While part of the canal network — including the Narmada main canal, branch canals, distributaries and minor canals and projected to be the world’s largest — is complete, the government plans to rope in the beneficiaries for the crucial last leg, involving construction of the sub-minor canals and field channels.
Shira and Pala are among eight villages which have formed a cooperative society and registered it in keeping with the Participatory Irrigation Management (PIM) scheme of the government. Under the scheme, between 200 and 500 hectares — christened the Village Service Area — will receive water on volumetric basis.

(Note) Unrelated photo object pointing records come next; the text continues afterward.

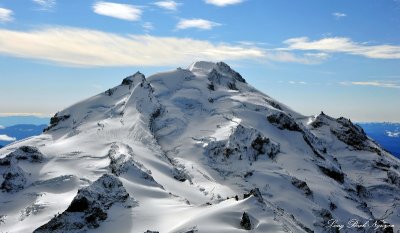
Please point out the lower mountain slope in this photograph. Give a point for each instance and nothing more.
(196, 150)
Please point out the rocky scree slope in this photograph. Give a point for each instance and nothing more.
(196, 150)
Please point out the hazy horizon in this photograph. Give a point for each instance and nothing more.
(339, 57)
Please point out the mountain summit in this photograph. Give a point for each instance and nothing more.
(196, 150)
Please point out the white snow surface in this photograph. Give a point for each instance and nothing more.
(184, 143)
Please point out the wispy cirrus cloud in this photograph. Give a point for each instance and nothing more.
(307, 58)
(344, 45)
(168, 5)
(90, 48)
(338, 15)
(117, 10)
(148, 26)
(196, 23)
(222, 3)
(45, 4)
(6, 138)
(385, 84)
(6, 15)
(36, 114)
(395, 134)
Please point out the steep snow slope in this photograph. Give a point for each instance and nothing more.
(196, 149)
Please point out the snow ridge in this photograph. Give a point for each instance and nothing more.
(200, 150)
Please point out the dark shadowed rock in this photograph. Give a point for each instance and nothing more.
(89, 207)
(302, 185)
(333, 173)
(55, 120)
(256, 193)
(283, 121)
(245, 222)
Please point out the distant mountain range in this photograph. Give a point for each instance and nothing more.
(17, 132)
(196, 150)
(386, 134)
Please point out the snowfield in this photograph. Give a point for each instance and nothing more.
(196, 150)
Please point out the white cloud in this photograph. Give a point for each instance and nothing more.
(148, 26)
(45, 4)
(169, 5)
(307, 58)
(223, 2)
(196, 23)
(36, 114)
(5, 15)
(6, 138)
(393, 134)
(339, 15)
(387, 84)
(344, 45)
(117, 10)
(82, 47)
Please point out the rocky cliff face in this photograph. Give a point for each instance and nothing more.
(196, 150)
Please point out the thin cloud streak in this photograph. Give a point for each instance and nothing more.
(196, 23)
(6, 15)
(168, 5)
(339, 15)
(222, 3)
(343, 45)
(374, 84)
(90, 48)
(117, 10)
(6, 138)
(45, 4)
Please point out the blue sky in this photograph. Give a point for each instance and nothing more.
(342, 57)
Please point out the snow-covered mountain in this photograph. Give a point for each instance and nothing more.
(196, 150)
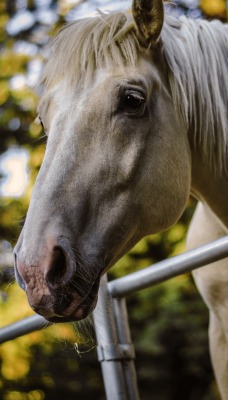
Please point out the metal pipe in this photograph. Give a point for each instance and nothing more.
(124, 338)
(169, 268)
(20, 328)
(109, 353)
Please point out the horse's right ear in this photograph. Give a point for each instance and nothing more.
(149, 17)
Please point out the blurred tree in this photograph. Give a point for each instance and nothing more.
(169, 322)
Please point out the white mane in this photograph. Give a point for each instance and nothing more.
(196, 53)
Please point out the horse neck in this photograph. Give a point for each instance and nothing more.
(210, 186)
(196, 53)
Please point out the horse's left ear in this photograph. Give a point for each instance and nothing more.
(149, 17)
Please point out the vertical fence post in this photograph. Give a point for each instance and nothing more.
(124, 336)
(107, 346)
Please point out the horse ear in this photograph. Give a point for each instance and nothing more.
(149, 17)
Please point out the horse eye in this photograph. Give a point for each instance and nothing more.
(133, 102)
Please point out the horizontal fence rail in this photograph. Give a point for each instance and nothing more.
(133, 282)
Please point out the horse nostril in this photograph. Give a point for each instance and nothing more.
(18, 276)
(61, 269)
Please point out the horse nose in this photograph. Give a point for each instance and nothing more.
(61, 267)
(56, 266)
(18, 276)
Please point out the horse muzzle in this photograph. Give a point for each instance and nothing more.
(58, 287)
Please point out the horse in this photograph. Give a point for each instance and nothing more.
(135, 112)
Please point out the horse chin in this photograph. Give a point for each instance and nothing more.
(79, 313)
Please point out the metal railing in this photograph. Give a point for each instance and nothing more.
(114, 347)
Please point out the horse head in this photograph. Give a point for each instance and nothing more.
(117, 162)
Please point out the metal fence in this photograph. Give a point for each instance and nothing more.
(114, 347)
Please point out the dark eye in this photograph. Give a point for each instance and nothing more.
(41, 123)
(133, 102)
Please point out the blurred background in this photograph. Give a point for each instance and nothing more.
(168, 322)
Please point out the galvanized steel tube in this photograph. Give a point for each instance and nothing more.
(169, 268)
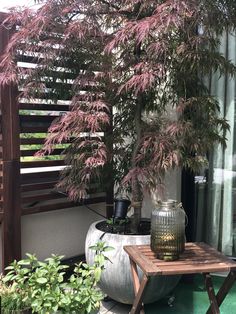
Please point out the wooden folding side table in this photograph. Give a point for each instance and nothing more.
(197, 258)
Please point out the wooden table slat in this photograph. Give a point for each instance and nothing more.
(197, 258)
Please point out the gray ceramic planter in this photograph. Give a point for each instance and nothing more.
(116, 279)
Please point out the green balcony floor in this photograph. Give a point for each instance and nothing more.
(193, 299)
(189, 298)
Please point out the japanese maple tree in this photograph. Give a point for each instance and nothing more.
(142, 62)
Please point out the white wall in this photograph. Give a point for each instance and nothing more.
(60, 232)
(63, 231)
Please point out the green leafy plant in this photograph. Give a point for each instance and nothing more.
(41, 286)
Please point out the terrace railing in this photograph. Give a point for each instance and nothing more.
(27, 183)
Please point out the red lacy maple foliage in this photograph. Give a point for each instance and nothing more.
(150, 58)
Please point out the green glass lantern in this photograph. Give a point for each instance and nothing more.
(168, 230)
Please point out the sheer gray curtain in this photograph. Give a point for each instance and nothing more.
(220, 191)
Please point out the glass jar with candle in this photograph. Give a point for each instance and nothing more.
(168, 230)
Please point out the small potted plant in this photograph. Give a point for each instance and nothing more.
(32, 286)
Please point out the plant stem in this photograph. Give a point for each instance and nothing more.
(136, 190)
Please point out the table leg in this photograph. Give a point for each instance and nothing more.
(214, 307)
(139, 288)
(224, 289)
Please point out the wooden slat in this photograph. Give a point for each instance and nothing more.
(32, 141)
(38, 186)
(43, 107)
(41, 197)
(37, 119)
(32, 152)
(35, 59)
(197, 258)
(44, 163)
(62, 205)
(38, 140)
(39, 177)
(34, 129)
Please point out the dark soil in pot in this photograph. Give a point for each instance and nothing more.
(107, 227)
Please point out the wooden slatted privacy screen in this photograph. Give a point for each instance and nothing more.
(27, 183)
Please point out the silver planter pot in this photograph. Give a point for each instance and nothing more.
(116, 280)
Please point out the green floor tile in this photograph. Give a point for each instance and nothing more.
(192, 298)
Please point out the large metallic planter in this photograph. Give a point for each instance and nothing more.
(116, 279)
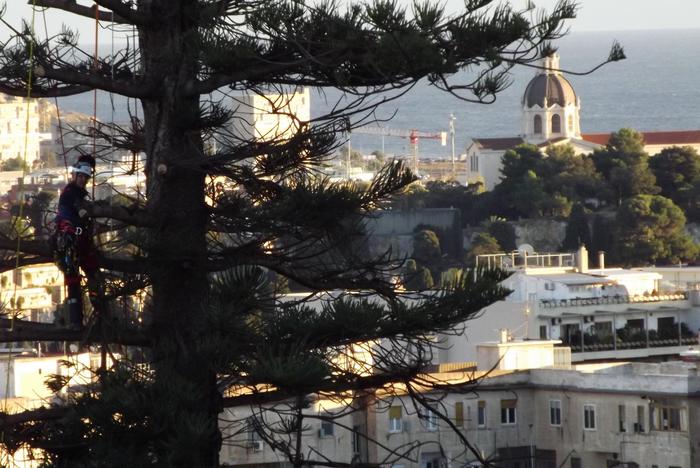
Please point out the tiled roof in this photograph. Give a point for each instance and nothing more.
(681, 137)
(498, 143)
(552, 141)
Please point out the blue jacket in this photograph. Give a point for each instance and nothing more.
(69, 203)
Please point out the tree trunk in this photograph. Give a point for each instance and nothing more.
(188, 403)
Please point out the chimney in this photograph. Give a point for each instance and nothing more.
(582, 259)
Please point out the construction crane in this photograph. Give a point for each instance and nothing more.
(413, 136)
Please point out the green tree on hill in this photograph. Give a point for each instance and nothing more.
(625, 166)
(214, 336)
(651, 230)
(577, 230)
(570, 175)
(677, 171)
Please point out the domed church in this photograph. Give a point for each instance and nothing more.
(550, 116)
(550, 106)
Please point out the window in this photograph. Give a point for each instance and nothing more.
(556, 123)
(589, 417)
(327, 429)
(459, 414)
(508, 411)
(639, 425)
(537, 123)
(395, 419)
(666, 418)
(622, 417)
(481, 413)
(430, 420)
(254, 440)
(555, 412)
(356, 440)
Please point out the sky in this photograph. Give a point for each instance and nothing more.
(594, 15)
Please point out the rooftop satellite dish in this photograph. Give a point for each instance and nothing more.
(524, 249)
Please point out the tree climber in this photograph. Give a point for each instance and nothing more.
(72, 242)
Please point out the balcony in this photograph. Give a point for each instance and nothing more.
(631, 338)
(617, 299)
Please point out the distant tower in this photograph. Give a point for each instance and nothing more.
(550, 105)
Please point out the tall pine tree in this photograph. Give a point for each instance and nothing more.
(211, 321)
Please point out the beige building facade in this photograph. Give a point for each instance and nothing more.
(585, 416)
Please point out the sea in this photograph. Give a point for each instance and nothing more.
(657, 87)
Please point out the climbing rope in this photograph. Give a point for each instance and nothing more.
(20, 213)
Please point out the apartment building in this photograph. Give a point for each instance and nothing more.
(577, 416)
(270, 117)
(33, 291)
(20, 132)
(601, 314)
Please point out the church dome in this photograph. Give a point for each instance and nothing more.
(549, 88)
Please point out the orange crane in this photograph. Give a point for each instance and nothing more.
(413, 136)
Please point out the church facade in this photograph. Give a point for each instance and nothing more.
(551, 116)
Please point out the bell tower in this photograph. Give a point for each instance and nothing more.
(550, 105)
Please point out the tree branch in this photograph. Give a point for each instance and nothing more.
(133, 217)
(23, 330)
(93, 80)
(63, 91)
(122, 13)
(42, 253)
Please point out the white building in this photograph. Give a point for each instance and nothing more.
(558, 415)
(32, 291)
(270, 117)
(551, 116)
(608, 313)
(20, 135)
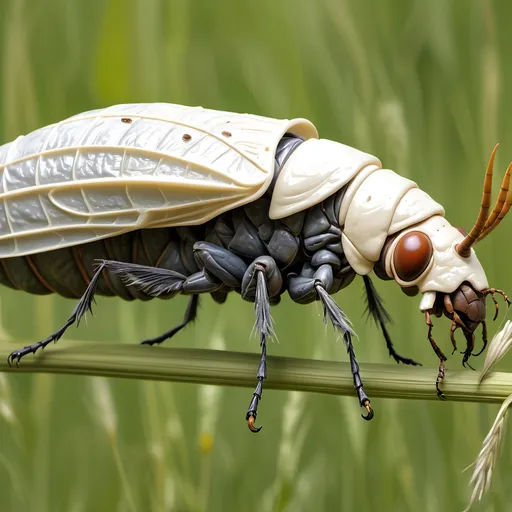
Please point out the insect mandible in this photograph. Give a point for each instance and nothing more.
(156, 200)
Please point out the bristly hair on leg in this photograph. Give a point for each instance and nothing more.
(333, 312)
(153, 281)
(264, 323)
(84, 305)
(374, 304)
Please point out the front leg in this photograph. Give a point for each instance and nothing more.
(313, 285)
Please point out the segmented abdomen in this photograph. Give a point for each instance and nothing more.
(68, 271)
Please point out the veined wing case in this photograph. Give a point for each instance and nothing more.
(126, 167)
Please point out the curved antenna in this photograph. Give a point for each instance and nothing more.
(464, 248)
(501, 208)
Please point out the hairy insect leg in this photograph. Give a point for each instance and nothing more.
(453, 328)
(484, 338)
(470, 345)
(340, 322)
(83, 305)
(262, 282)
(439, 354)
(375, 308)
(190, 316)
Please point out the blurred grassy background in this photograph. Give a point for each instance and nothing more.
(424, 86)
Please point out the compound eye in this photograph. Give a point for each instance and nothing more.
(412, 255)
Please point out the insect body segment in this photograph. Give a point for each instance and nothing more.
(144, 201)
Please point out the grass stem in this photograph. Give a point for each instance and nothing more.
(219, 367)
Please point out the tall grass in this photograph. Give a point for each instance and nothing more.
(423, 85)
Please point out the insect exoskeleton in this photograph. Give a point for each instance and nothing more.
(155, 200)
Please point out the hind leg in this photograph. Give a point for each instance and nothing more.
(83, 305)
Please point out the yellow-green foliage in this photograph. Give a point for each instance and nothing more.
(422, 84)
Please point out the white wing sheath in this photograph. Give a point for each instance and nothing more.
(127, 167)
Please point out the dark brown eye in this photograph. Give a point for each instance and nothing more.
(412, 255)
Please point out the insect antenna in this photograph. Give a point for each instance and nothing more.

While farmers were charged Rs 157 for ech hectare watered last year, the amount will go up in the new calculations. The projected 4000-odd farmers’ cooperatives will have to pitch in for part of the construction. But Sardar Sarovar Narmada Nigam officials already apprehend it will not be easy to convince the cooperatives to take the responsibility. ‘‘They want the government to pay for everything,’’ says one official.
Pala is among the few villages where most have agreed to pay cash for water. Hasmukh Prajapati, who heads the cooperative society, however, advises caution in the celebrations. ‘‘Problems related to distribution, accounting the quantum of water received by each farmer, collecting payments will come up,’’ he says.
As Kasimbhai says, water changes lives. If, after the first flush of receiving water, Pala and Shira are gearing up for the associated catches, the 52 villages in Vallabhipur is looking to assured water supply to end the migration of the middle-classes from an area that so far had no industry.
Even as villagers wait for job opportunities to materialise, at least one person is happy his workload is down. Dr C K Sutaria glances at the empty beds in his private hospital, before saying, ‘‘Water-borne diseases like gastro-enteritis and other diseases caused by excessive salt and mineral intake — flourosis, kidney and urinary stones, joint pains — have gone down by at least 80 per cent. Usually, at this time of the year, I would have five new patients every day.’’ Water, he knows, changes lives.